A Day Without the OAS
By Alan Stoga*

 

Costa Rica’s former President, Miguel Angel Rodriguez, did the hemisphere a favor when he resigned from the presidency of the Organizational of American States to return home to face corruption charges. His departure has produced a scramble among countries and candidates to find a successor in a process that makes the selection of sites for the Olympics seem transparent.

However, the embarrassment of losing a newly minted OAS president to corruption is far outweighed by the opportunity his departure offers to do what should have been done years ago: shut down the OAS.

Founded in 1948, the OAS was re-energized by President Kennedy as part of his initiative to engage Latin America. However, the OAS has long since dropped off the hemispheric radar screen. The real political business of the Americas is either conducted bilaterally or through the growing proliferation of regional and sub-regional summits. As intra-hemispheric trade has become more important, NAFTA and, especially, Mercosur are also becoming forums where presidents and ministers discuss political issues that might otherwise gravitate to the OAS.

Nor has the OAS distinguished itself in its crisis management role. The organization has been effectively absent from major regional political crises, including last year’s fighting in Haiti, the struggle between the Venezuelan democratic opposition and President Chavez, and the recent confrontation between Colombia and Venezuela that appears to have been defused by President Lula, with the curious support of Fidel Castro. The notion of calling the OAS—instead of the State Department, Planalto, or one of the other centers of real power—is unlikely ever to occur to an embattled president or opposition leader.

The OAS, for better or for worse, is impotent and, even worse, irrelevant.

Unfortunately, like the rest of the international political infrastructure that was largely built for a different era, a combination of inertia and bureaucratic self-dealing keep the OAS alive. Its Washington headquarters are a marvelous posting for ambassadors in need of a quiet assignment or for ex-leaders who lack the stature to snare a more prestigious UN job. And it offers a convenient excuse for governmental inaction: the easiest way to assure that an initiative will die is to send it to the OAS.

Defenders of the organization point to the Democratic Charter that was promulgated a few years ago as a signal accomplishment of the OAS. The Charter commits all its signatories to democratic processes and allows for sanctions against those who violate its processes. The only problem is that democracy is demonstrably weaker today than before the Charter was signed in 2001. Today governments are far more likely to be successfully challenged by mobs in the streets, as has happened in Argentina, Bolivia, and elsewhere. Non-establishment politicians, NGO leaders, judges, and journalists are more at risk, in more countries, than they have been in at least a decade. And, every popular survey shows that people are increasingly skeptical about democracy and its benefits.
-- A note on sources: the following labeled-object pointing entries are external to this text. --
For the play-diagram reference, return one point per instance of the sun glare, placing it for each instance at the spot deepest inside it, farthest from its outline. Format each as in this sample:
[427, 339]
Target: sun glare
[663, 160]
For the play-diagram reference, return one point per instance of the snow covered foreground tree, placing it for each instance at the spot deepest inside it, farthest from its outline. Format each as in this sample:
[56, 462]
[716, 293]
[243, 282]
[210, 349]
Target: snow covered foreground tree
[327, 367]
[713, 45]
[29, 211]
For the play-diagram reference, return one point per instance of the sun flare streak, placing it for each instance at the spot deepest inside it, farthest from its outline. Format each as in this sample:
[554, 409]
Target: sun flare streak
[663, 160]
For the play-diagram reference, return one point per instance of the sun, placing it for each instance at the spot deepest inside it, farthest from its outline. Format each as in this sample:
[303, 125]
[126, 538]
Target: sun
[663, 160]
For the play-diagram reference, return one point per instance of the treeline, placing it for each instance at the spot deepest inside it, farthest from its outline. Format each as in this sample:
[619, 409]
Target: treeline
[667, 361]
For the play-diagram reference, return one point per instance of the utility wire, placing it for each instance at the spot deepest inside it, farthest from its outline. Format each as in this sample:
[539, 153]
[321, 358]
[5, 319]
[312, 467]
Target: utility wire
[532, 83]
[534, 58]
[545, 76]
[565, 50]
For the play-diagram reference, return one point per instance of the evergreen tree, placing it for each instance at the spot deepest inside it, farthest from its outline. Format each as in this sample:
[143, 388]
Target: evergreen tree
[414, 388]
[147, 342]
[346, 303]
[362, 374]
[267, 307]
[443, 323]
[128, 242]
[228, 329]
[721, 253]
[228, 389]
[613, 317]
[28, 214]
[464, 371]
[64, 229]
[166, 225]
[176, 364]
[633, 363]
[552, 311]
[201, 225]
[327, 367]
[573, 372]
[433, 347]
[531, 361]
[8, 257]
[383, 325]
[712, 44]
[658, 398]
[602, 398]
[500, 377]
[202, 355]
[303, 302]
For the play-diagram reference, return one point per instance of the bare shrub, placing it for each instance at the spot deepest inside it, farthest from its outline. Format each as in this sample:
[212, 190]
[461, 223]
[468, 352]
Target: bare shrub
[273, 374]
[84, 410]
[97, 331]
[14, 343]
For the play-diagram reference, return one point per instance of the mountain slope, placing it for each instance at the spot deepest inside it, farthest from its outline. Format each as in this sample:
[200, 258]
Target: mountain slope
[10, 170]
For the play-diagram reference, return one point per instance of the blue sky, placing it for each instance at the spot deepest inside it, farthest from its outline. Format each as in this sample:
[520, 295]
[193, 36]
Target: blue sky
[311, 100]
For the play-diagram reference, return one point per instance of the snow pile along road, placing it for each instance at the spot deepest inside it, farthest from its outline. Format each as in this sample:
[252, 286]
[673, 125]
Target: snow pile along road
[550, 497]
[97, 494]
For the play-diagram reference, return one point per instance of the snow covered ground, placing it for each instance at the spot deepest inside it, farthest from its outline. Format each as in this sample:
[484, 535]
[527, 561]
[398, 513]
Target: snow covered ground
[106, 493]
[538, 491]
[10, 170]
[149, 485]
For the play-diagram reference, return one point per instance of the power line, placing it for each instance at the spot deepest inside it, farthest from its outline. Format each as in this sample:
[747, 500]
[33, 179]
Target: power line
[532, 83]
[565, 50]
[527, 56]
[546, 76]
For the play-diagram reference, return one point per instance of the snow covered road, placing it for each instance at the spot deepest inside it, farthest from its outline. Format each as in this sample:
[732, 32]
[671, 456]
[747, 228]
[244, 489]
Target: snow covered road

The point is simple: the OAS increasingly exists and operates in a world that is divorced from reality.

Put the question differently: would anyone—other than its bureaucrats who draw handsome international salaries—notice if the OAS disappeared tomorrow? Almost certainly not, is the only imaginable answer.

Obviously, the Americas need an effective political architecture to address issues like terrorism, environment, money laundering, drugs, and migration or to mobilize resources to confront pandemics like HIV/AIDS, Avian flu, tuberculosis, etc. In an era of globalization, national security threats have multiplied and been transformed, yet we rely on organizations like the OAS that were built during the Cold War for very different purposes.
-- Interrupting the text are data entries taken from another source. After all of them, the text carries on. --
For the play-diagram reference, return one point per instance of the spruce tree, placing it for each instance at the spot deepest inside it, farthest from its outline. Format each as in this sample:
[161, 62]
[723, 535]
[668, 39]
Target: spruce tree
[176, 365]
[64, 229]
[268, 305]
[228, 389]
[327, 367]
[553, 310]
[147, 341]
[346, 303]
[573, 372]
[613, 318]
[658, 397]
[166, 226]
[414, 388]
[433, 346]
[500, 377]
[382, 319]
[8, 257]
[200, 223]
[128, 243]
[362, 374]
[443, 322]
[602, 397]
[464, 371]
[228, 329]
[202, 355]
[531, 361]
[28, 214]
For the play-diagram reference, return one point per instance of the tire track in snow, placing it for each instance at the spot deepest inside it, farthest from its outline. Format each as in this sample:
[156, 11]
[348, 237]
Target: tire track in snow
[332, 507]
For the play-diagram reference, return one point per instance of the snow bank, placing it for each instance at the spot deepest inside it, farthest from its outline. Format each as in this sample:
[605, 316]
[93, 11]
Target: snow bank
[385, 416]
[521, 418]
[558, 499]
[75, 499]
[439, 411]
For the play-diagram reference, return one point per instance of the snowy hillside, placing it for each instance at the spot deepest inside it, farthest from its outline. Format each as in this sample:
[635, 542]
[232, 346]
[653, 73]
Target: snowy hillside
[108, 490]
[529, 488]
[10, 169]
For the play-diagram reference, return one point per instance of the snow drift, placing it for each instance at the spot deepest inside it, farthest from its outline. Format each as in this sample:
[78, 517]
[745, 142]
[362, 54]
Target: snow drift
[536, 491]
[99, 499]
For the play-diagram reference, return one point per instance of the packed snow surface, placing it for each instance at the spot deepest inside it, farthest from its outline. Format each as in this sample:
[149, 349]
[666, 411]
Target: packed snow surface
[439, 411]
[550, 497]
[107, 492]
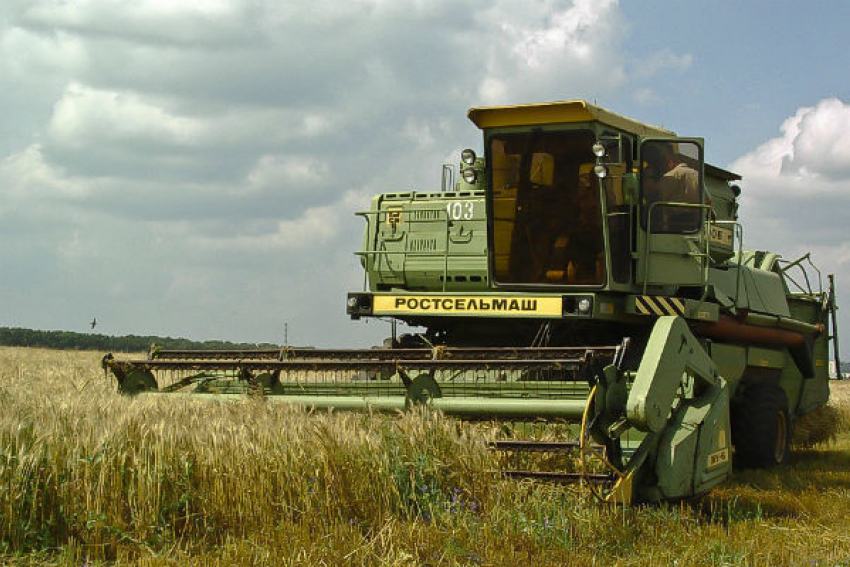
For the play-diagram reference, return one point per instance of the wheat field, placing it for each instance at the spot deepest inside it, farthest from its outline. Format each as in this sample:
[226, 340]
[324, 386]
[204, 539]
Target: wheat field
[88, 477]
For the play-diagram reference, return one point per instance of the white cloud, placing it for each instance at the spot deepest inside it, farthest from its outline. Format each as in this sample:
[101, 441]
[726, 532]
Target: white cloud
[294, 172]
[550, 50]
[812, 156]
[86, 116]
[796, 191]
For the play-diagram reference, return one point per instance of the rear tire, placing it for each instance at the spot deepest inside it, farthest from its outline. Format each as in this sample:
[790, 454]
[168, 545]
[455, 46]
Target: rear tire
[761, 427]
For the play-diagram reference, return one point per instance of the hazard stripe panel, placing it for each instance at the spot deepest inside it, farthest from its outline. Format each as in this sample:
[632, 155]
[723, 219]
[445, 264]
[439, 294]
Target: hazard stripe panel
[657, 305]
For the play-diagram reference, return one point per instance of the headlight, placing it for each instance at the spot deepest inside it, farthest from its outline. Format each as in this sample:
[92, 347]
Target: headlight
[598, 149]
[358, 304]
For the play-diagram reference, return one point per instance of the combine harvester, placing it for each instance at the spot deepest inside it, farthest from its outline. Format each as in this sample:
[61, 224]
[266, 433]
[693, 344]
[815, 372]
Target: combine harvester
[588, 269]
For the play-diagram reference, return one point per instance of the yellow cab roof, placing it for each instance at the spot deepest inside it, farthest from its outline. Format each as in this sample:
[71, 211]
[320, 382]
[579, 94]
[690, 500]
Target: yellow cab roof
[559, 113]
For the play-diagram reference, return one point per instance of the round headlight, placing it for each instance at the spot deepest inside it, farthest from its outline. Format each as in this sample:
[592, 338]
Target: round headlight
[598, 149]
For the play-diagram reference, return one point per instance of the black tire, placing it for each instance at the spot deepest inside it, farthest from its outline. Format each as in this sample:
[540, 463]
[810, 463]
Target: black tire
[761, 427]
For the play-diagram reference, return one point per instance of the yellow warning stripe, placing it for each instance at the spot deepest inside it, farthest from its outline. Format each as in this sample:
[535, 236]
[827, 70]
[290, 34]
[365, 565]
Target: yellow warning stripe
[649, 305]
The irony is that one of the biggest supporters of the OAS is the Bush Administration, which should recognize an ineffective, purposeless bureaucracy when it sees one. However, the explanation is simple. On the one hand, the U.S. government suffers from as much bureaucratic inertia as anyone else; on the other hand, commitment to the OAS is a convenient excuse for lack of serious engagement with Latin America.

Of course, we might get lucky. The current debate over a successor to the ill fated Rodriguez could drag on endlessly, with Mexicans fighting Chileans fighting Central Americans for the honor of leading what has become an invisible, irrelevant organization to most people in the Americas. In the meanwhile, even the bureaucrats might get bored and the last one to leave could simply turn out the lights. No one would notice.

That fantasy is unlikely to happen. But it is still possible that an extended debate over who should lead the OAS could transform itself into a debate over whether we need an OAS and, if so, what it should do.